Tangaroa - One hand for the knife, one hand for the throat

Chronique CD album (46:02)

chronique Tangaroa - One hand for the knife, one hand for the throat
10 ans après leur formation, et 2 ans après la sortie de leur denier EP « Day » voilà que les anglais de TANGAROA nous reviennent avec un LP cette fois-ci, au nom évocateur One hand for the knife, one hand for the throat. Sorti chez Anticulture records, cette nouvelle galette prouve, s'il en était encore besoin, que la scène anglaise n'est pas en reste quand il s'agit de balancer de la violence en toute technicité...

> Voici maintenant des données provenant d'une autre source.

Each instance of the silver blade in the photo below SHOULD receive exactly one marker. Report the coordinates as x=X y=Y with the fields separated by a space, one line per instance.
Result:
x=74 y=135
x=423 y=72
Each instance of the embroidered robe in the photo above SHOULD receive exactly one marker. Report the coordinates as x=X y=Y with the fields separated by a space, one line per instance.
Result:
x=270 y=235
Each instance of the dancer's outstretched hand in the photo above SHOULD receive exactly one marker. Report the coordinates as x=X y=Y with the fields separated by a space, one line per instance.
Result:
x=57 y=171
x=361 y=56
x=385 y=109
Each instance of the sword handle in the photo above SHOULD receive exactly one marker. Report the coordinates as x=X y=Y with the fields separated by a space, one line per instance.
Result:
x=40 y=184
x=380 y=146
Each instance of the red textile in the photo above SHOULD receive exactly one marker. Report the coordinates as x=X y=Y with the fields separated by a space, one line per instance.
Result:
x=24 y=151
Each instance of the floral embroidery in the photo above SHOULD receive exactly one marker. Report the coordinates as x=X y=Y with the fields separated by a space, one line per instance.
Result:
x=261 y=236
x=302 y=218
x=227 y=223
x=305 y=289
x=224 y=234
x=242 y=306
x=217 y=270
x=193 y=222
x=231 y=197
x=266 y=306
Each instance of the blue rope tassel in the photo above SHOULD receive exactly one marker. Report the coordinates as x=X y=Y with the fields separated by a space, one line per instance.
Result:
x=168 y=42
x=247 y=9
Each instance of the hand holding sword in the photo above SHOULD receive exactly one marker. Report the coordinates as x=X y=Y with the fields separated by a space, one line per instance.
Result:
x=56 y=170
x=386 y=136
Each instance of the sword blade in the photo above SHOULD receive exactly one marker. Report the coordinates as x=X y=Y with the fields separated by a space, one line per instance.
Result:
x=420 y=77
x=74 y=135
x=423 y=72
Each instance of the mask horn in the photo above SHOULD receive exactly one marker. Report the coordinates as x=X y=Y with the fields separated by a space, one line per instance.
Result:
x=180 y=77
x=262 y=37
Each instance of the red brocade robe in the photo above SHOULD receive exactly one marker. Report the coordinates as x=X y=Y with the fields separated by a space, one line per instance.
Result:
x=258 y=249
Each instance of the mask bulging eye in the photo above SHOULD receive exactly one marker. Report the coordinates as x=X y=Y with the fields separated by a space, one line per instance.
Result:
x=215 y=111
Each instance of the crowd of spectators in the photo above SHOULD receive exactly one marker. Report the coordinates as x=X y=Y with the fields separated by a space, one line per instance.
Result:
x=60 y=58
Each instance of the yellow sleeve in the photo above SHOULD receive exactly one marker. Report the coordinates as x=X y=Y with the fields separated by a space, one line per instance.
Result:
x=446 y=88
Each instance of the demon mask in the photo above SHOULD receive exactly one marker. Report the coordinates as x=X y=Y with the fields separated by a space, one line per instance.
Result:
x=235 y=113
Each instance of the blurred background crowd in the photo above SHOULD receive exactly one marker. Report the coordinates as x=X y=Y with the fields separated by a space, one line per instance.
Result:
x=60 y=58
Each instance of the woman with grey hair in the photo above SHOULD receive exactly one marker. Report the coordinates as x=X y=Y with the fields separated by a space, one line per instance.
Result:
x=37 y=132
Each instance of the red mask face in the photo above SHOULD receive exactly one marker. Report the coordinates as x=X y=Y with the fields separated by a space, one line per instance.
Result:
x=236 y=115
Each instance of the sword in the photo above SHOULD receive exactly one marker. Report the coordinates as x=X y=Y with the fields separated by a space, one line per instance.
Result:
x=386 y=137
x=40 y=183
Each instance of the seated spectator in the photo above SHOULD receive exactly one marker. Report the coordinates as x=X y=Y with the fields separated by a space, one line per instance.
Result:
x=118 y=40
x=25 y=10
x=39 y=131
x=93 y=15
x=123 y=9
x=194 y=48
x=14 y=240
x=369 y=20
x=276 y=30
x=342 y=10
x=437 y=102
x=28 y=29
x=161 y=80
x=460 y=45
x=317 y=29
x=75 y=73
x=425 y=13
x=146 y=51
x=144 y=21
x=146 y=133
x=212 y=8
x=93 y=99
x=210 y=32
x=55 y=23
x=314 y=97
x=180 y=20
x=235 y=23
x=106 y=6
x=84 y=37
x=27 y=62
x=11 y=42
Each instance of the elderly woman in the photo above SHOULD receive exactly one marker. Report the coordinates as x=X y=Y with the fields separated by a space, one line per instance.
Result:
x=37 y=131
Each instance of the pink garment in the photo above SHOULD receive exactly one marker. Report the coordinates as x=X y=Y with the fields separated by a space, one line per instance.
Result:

Il ne faut pas attendre bien longtemps à l'écoute de ce LP pour qu'arrivent les premières envolées de manches et autres tappings furieux. Et en même temps ça envoie très sévèrement le rondin ce qu'ils nous font ces mectons de Leeds. Forcément, certains plans font très fortement penser à leurs cousins consanguins de PSYOPUS ('Tick tock tick tock' en est la plus symptômatique), qui affectionnent autant qu'eux la complexité et l'épilepsie intégrées à un son très personnel (il n'a qu'a se pencher, par exemple sur le son très particulier des toms). Une voix et des lignes de chants sortis d'on ne sait où - qui pourrait rappeler, un peu, l'esprit du chant sur « Solace » des excellents ION DISSONANCE - qui suivent parfois les riffs de grattes, ce qui renforce l'aspect zarbi général (comme sur 'we've got them where we want them'). Pour ce qui est de la production on a affaire à quelque chose de relativement metallique, presque froid (bon c'est pas du MESHUGGAH non plus hein) mais qui donne un rendu parfait pour du mathcore (c'est bien comme ça qu'on dit?). Contrairement à certains a priori que je pouvais avoir au regard de ce groupe, je n'ai pas constaté beaucoup de plans grindeux, juste 2/3 blasts par-ci par-là histoire d'accélérer et d'appuyer la folie générale mais ça reste plutôt sporadique. Malgré tout, TANGAROA préserve son intégrité en ayant un son et des compos assez personnels, pas facile quand on sait le nombre de groupes qui évoluent dans ce style extrême, un titre comme 'Jupiter Sheep Farm' plus épuré et direct est là pour assoir cette différence (et peut-être pour aérer l'album aussi un peu...). Avant de finir sur un 'Do you hear that wolf?' qui résume a lui seul tout cet album; complexe, avec différents niveaux de lecture, des milliards de plans, sans pour autant vouloir en faire une démonstration, ça reste efficace et... Et bah c'est bon quoi!

Si les quelques autres groupes cités sur le paragraphe ci-dessus vous parlent, d'une manière ou d'une autre, alors jetez-vous sur ce One hand for the knife, one hand for the throat qui sans aucun doute vous mettra une jolie baffe. Si la perfide Albion pouvait se contenter de nous sortir ce genre de groupe plutôt que de nous inonder le tube cathodique et les oreilles avec tous ces merdeux popeux avec leurs noms en « The... », là on se réconcilierait avec eux.